Nanbaree, the Eora boy who survived the smallpox epidemic, served as a seaman on HMS Reliance, and in 1803 was for a time with Lieutenant Matthew Flinders, circumnavigator of Australia, on the Investigator. He died aged about forty in July 1821 at Kissing Point, at the home of the convict innkeeper James Squires, and was buried in the same grave as Bennelong.

Pemulwuy, the executioner of the huntsman McEntire, went on opposing white settlement with his son Tedbury, and in 1795 they were blamed for leading raids on farms north of Parramatta. In March 1797, a punitive party of New South Wales Corps troops and freed convicts pursued about a hundred natives to the outskirts of Parramatta, but found themselves in turn “followed by a large body of natives, headed by Pemulwuy, a riotous and troublesome savage.” A number of the soldiers and settlers, turning back, tried to seize Pemulwuy, “who, in a great rage, threatened to spear the first man who dared to approach him, and actually did throw a spear at one of the soldiers.”

The soldiers opened fire. “Pemulwuy, who had received seven buckshot in his head and different parts of his body, was taken ill to the hospital.” He escaped and was seen in his home country near Botany Bay, an iron still fixed to his leg. Collins reported that an Aboriginal mythology had grown up around Pemulwuy. “Both he and they entertained an opinion that, from his having been frequently wounded, he could not be killed by our firearms. Through this fancied security, he was said to be the head of every party that attacked the maize grounds.” Pemulwuy was still at large in November 1801, when Governor King outlawed him, it being believed that he had aligned himself with two escaped convicts, William Knight and Thomas Thrush, in murderous raids upon homesteads. When he was at last hunted down and shot, Governor King sent his head to Sir Joseph Banks for passing on to his German colleague, Professor Blumenbach. Tedbury fought on and, though wounded, seems to have been alive as late as 1810.

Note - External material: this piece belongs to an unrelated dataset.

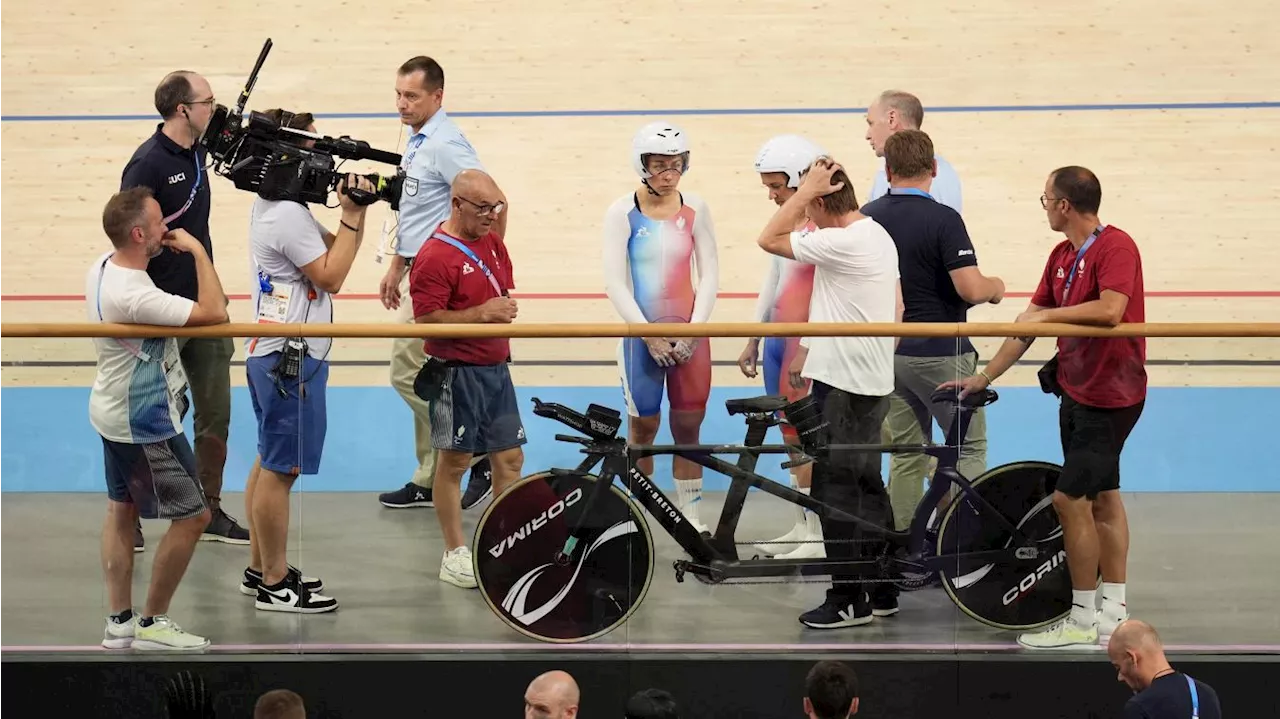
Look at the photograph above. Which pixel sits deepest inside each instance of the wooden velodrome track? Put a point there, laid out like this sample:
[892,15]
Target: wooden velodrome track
[1170,102]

Bennelong and Yemmerrawanne had an ambiguous experience in Britain. The Atlantic reached the Thames on 22 May 1793 and the London Packet of 29 May was quick to express an opinion, perhaps common among returning officers and marines, which would condemn Aborigines to a lowly status in law and cultivated British perception. “That instinct which teaches to propagate and preserve the species, they possess in common with the beasts of the field, and seem exactly on a par with them in respect to any further knowledge of, or attachment to kindred. This circumstance has given rise to the well founded conjecture that these people form a lower order of the human race.” Two days after arrival, Bennelong and Yemmerrawanne were presented at court by Phillip, though there are no records in the correspondence of George III on what impact the two natives had upon him during a brief levee. The cold of England dispirited Bennelong, who was unjustly described by some press as “the Cannibal King,” and gave Yemmerrawanne congestive illness. The extent to which Phillip involved himself in their English experience is not known. The two of them were seen, dressed as English gentlemen, gazing into a shop window in St. James's Street. They yearned for New South Wales. Yemmerrawanne would die of pneumonia in Essex in early 1794 and suffer the fate of being buried not in ancestral ground, but in a cemetery at Eltham. Hunter got Bennelong aboard the ship Reliance in August 1794, but it did not sail until early 1795, and Hunter confessed his concerns for Bennelong's health and broken spirit. Surgeon George Bass, in whose honour the as yet uncharted strait between Van Diemen's Land and the mainland would be named, helped treat Bennelong for his chest illness.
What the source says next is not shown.